Polarizada, a eleição para presidente deixou lições para a esquerda e a direita

Além de ter terminado quase empate – Lula venceu por uma diferença de 2% dos votos – a eleição para presidente no último domingo trouxe muitas lições para a direita e a esquerda brasileiras. Uma pesquisa Poder Data, divulgada em 6 de agosto último, concluiu que só 48% da população se identifica com um dos lados. Coincidentemente 24% se dizem de direita e 24% de esquerda. O centro tem 25% dos eleitores e 27% não souberam se definir para os pesquisadores.

Portanto, apesar de terem conseguido, cada um, quase a metade, no caso de Bolsonaro, ou um pouco mais, no caso de Lula, dos votos válidos, foi de 25,17% o percentual de eleitores que, ou se abstiveram, não comparecendo às cabines de votação, ou preferiram votar branco ou nulo. Um quarto, portanto, dos que tinham direito a votar não escolheram nem um nem outro.
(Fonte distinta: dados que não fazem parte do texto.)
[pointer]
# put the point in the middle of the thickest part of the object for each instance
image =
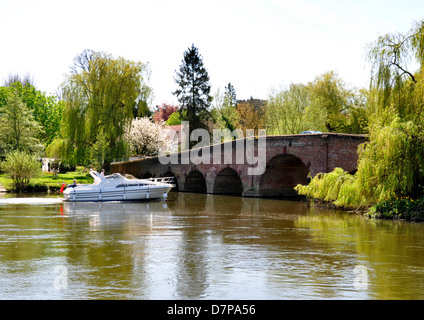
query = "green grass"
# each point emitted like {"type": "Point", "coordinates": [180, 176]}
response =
{"type": "Point", "coordinates": [50, 181]}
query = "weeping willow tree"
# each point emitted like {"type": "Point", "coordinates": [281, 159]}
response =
{"type": "Point", "coordinates": [392, 162]}
{"type": "Point", "coordinates": [99, 99]}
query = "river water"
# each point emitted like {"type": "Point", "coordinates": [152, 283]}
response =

Há ainda que considerar o fato de que se 24% dos eleitores se dizem de direita e 24% de esquerda e Lula e Bolsonaro tiveram o dobro disso. Uma coisa ficou clara: muita gente votou em Lula para evitar Bolsonaro ou votou em Bolsonaro para evitar Lula. Não são, portanto, nem bolsonaristas e nem lulistas.

Esta verdade cristalina demonstra que os protestos dos bolsonaristas estão muito longe de alcançar os 49,10% dos votos que ele teve, da mesma forma que o presidente eleito Lula da Silva, que teve 50,90% não tem carta branca de muitos dos seus eleitores para conduzir o seu governo da forma que desejar, sem ouvir a sociedade. Esses eleitores não fanáticos foram muito bem definidos por uma frase dita no calor da eleição pelo pastor Cláudio Duarte, conhecido como pastor Pop que tem 7,7 milhões de seguidores no Instagram. Ele votou em Bolsonaro, alegando que “a esquerda fala coisas opostas aos conceitos cristãos”, mas mandou um recado para os dois lados: “vivemos em um meio elástico: puxaram tanto para trás que quando soltou foi muito para a frente”. Ou seja, o radicalismo de um lado, produz coisa semelhante do outro.

PIX na berlinda

A imprensa nacional divulgou esta sexta-feira que a equipe de transição do presidente Lula pensa em taxar o PIX, uma das maiores conquistas das pessoas mais carentes para ter facilitados seus negócios e de toda a população que agora tem muito mais facilidade de pagar suas contas. Se isso se concretizar será o primeiro problema a ser enfrentado pelo presidente eleito até porque durante a campanha o PT garantiu que não pensava em fazer isso. Sem contar que a redução dos impostos é uma reivindicação antiga das pessoas. Criar mais um pode ser um tiro no pé.

Suape e as emendas parlamentares

Deputados estaduais manifestaram esta sexta-feira preocupação com a negociação feita pelo Governo do Estado para retomar as obras do canal de acesso ao Porto de Suape. Como o estado teve que desembolsar R$ 480 milhões para fazer acordo jurídico com o grupo vencedor da licitação, fontes do Palácio das Princesas fizeram chegar a alguns deputados que as emendas parlamentares que estavam para ser pagas este final de ano podem ficar para 2023. Na dependência da governadora eleita Raquel Lyra.

Lula na Bahia

Um vídeo antigo de Lula na Bahia, dançando com Janja e Daniela Mercury, foi divulgado na Internet esta sexta-feira. A divulgação pegou mal porque dava a impressão de que o presidente estava feliz quando o clima em todo o país é de tensão. No final da tarde, porém, foi esclarecido que o vídeo é antigo.

Pergunta que não quer calar: existe mesmo um relatório das Forças Armadas sobre as urnas eletrônicas ou tudo não passa de fake news?